Americans are just not feeling the Christmas Spirit.
Today, let this column be your reminder that the Christmas Spirit isn’t something you find under the tree or watch in a commercial. Even the term “Christmas Spirit” feels like a commercial term. It’s certainly come to be a commercial term these days, and it’s one that even secular Americans use.
The Christmas Spirit is a story – a story about a perfect God, in three persons, who was Love, and so was compelled to create beings to love, and to love Him, His very essence expressed in our very existence. He gave us a lush home, and work to fulfill us, and relationships to nurture. He did not force us to love Him, but instead gave us free will, so that we may choose to love Him. For what is love if it is not given freely? Can love be love if it isn’t chosen?

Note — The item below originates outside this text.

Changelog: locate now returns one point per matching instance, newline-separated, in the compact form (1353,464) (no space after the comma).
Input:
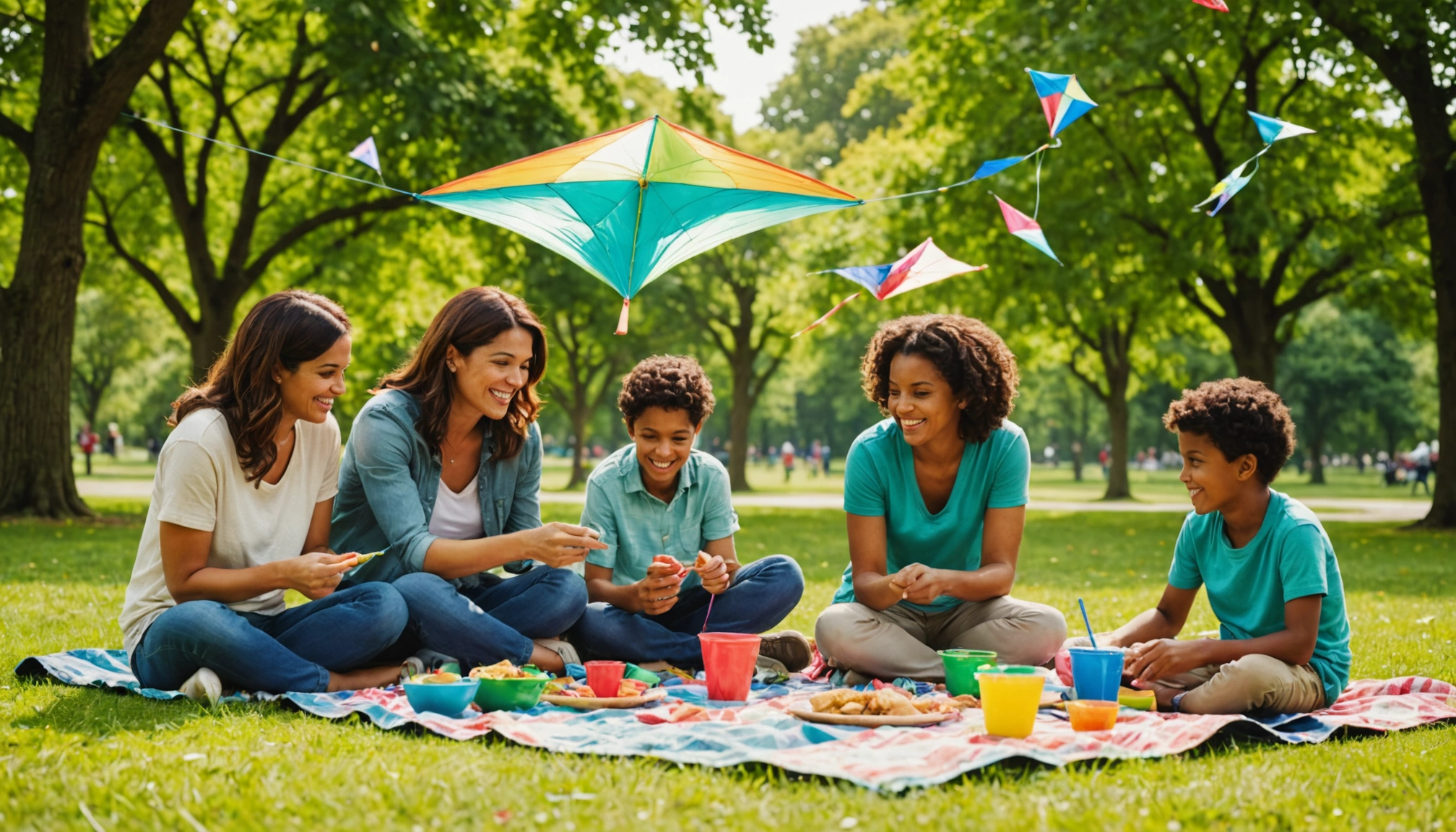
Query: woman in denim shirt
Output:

And in this story, we play the villain – beings created by Love for love; but unable to be satisfied with such lavishness we chose instead to try to become our own gods, and rule our own creations. The first sin was rebellion, and Love was grieved.
We all know that saying – if you love something, set if free. If it returns to you it was meant to be.
So God set us free, to choose Him or to make our own way without Him, and as it turned out, there really wasn’t much freedom without the inventor of freedom. We hardly noticed as we slipped chains around ourselves and each other. The whole of human history has been lurching towards perpetual bondage ever since. The tale of humanity is riddled with cruelty and horrors, as our original sin corrupted original creation.
God’s purest nature is a mystery to us. We only know that pure Love cannot tolerate sin and hatred. We don’t know why but that’s just the way it is. We were created to be loved and to love, but our rebellion made us foul. No longer could we be in God’s presence. How lonely and lowly we were, once we were separated from our purpose. Love is eternal, and yet our sin made us mortal. We ruined it. We would never be holy enough to stand next to God’s glory in His eternal kingdom.
But this story does not end with our self-destruction, one that is easily visible when we look around our planet these days. No, this story begins with a baby. A baby, born in the dirt, born as low as a man could be born, but who would become a surprising King. It begins with a God who lives outside of time, chaining himself inside of time, to become like us, to walk among us, to be us. It is the story of a Creator who has pursued us throughout space and time and whatever lies beyond that, relentlessly and passionately. It is the story of a perfect man who was also God, who was also our rescuer, who took on our degradation, wore our sin, received our just punishment, and made a path for us to be able to come back home and walk in the garden with our Creator once again. It is a story of hope and grace, redemption and forgiveness.
It is the story of the ages and we are all the main characters.
Today, let us marvel, not mope. Let us pray, not politicize. Let us love, not lecture.
Tomorrow will bring us more opportunities so find unrest.
Today we rest, for unto us a King is born. Amen and amen and amen.